Here’s the current situation:

  1. Corporate Income Tax is currently pegged at 30% of a company’s Net Taxable Income.
  2. Dividends issued to a Filipino individual or resident alien are taxed at 10%, while dividends issued to domestic and foreign-resident corporations are exempted from the tax.

Here’s the advantage:

  1. A REIT-specific corporation will distribute 90% of its income to its shareholders, the remaining 10% income will be the only one left to receive the 30% tax.
  2.  Since the REIT-specific companies are domestic, they will be exempted from the dividend tax.

Other Taxes

  1. IPO Tax – 1 to 4% of the gross proceeds of the IPO.
  2. Stock Transaction Tax – 1/2 of 1% of the gross selling price or gross value in money of the shares of stock sold.

Asia-Pacific Countries With REITs

  1. Australia
  2. Hong Kong
  3. India
  4. Japan
  5. Malaysia
  6. Philippines
  7. Singapore
  8. Thailand

Benefits To The Philippines

There would be 3 main beneficiaries once REIT-specific companies are established in the country:

  1. REIT Companies: They’re the first in line to reap the benefits. Majority of these REITs will be composed of old, well-funded companies, like SMDC, Ayala Land, Century Properties, Rockwell Land, Megaworld, Robinsons Land and Shang Properties Realty Corporation.They will have a new avenue to raise funds without borrowing from banks or foreign investors.
  2. Local and Foreign Investors: REITs will offer the public an alternative way to invest in the local real estate industry. Owning a share of a REIT would mean being part owner of the actual mall, condo building, commercial establishment or office building, without the attached responsibilities like that of a landlord. Investors will be given 2 ways to earn a profit: First is through the annual dividend payout, second is through the sale of the actual REIT shares.
  3. Government: REITs will have the opportunity to invest in real estate properties across the country. They will be able to develop new buildings and infrastructures outside of Manila, benefiting the local governments.The Bureau of Internal Revenue will also have a new source of taxable entities.

The Warning

While the government and private sector iron out the issues and try to come into an amicable agreement this year, there is already a looming disaster. If and when these REITs take over the leasing management of their residential and commercial buildings, the local brokerages may start to go out of business. Here in Metro Manila, there is a thriving community of rental/leasing specific brokerages and professionals, these businesses and people will be at risk of losing business once REITs step foot into their turfs.

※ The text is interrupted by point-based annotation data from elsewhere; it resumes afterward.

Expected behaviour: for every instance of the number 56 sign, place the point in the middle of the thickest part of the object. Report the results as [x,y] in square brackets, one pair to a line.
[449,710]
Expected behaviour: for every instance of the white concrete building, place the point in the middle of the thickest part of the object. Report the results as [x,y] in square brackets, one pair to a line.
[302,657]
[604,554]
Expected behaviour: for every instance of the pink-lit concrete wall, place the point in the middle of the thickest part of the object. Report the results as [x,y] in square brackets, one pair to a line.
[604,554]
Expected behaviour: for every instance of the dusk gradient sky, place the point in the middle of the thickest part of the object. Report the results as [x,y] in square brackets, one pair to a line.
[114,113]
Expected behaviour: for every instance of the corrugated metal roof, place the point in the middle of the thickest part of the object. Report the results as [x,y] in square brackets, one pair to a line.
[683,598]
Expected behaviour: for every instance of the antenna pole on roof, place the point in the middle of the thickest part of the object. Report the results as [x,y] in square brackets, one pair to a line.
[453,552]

Currently, SM and Ayala Malls have internal leasing departments that handle the acquisition and maintenance of tenants. Brokers outside of these organizations do not have access to available units and if there are interested tenants, they usually by-pass brokers and go directly to the leasing departments. REITs may apply this exact same strategy to their residential and commercial buildings, forcing brokers out.

It’s still uncertain if they will go in this direction, but, in case they do, may this serve as a warning.